Each El Niño contains seeds of its own destruction, that is for every Niño there is a Niña. The subsurface ocean waves explain more than the origin and propagation of El Niños. They also explain how El Niños end. The wave first hit the South American coast, some reflect back and when the reflected wave reaches Asia, they rebound again. The cool temperature dilutes the warmer liquid at the surface, causing a temperature drop in the eastern Pacific, and the decrease is nothing but La Niña.

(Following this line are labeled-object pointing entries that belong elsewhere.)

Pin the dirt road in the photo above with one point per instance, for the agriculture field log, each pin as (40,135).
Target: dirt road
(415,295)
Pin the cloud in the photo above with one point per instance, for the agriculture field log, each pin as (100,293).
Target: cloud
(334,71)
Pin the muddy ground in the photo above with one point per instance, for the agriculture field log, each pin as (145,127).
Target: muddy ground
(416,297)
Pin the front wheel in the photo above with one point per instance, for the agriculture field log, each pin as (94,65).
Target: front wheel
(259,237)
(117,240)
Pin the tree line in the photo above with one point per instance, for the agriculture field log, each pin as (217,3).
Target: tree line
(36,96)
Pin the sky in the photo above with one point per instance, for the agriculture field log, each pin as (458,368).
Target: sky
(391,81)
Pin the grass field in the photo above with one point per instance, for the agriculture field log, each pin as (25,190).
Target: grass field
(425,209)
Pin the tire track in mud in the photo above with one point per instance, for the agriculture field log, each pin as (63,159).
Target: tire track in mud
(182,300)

El Niño has direct implications on the USA Economy as well as that of Asian countries. Weather and climate sensitive industries are directly impacted by weather (such as agriculture, construction, energy distribution, and outdoor recreation) accounting for nearly 10 percent of GDP. El Niño impacts important business variables like sales, revenues, and employment in a wide range of climate-sensitive industries and sectors. Overall, total U.S. economic impacts of the 1997-1998 El Niño were estimated to be on the order of $25 billion. In the same period Asian countries experienced tremendous food shortage. These economic impacts lead to both gains and losses among regions and within industries. For example, department store sales were up by five to 15 percent during the abnormally warm winter in the Midwest, but sales of snow equipment like snowmobiles were down by nearly 35 percent. Skiing was up in the West but down in the Midwest. In the highly weather sensitive energy sector, households and businesses saved $2- 7 billion in heating costs, while energy production and distribution businesses suffered from reduced sales. In fact, on balance, the effect of the 1997-98 El Niño in the U.S. could well have been an economic benefit, with gains and losses across regions and industries. While economic impacts tend to cancel each other out at the national level, El Niño does cause real economic losses such as storm damage or crop losses, which are not offset by gains elsewhere. These are losses that can be prevented or reduced by a better forecast or mitigation.

Reference: National Oceanic and Atmospheric Administration Magazine.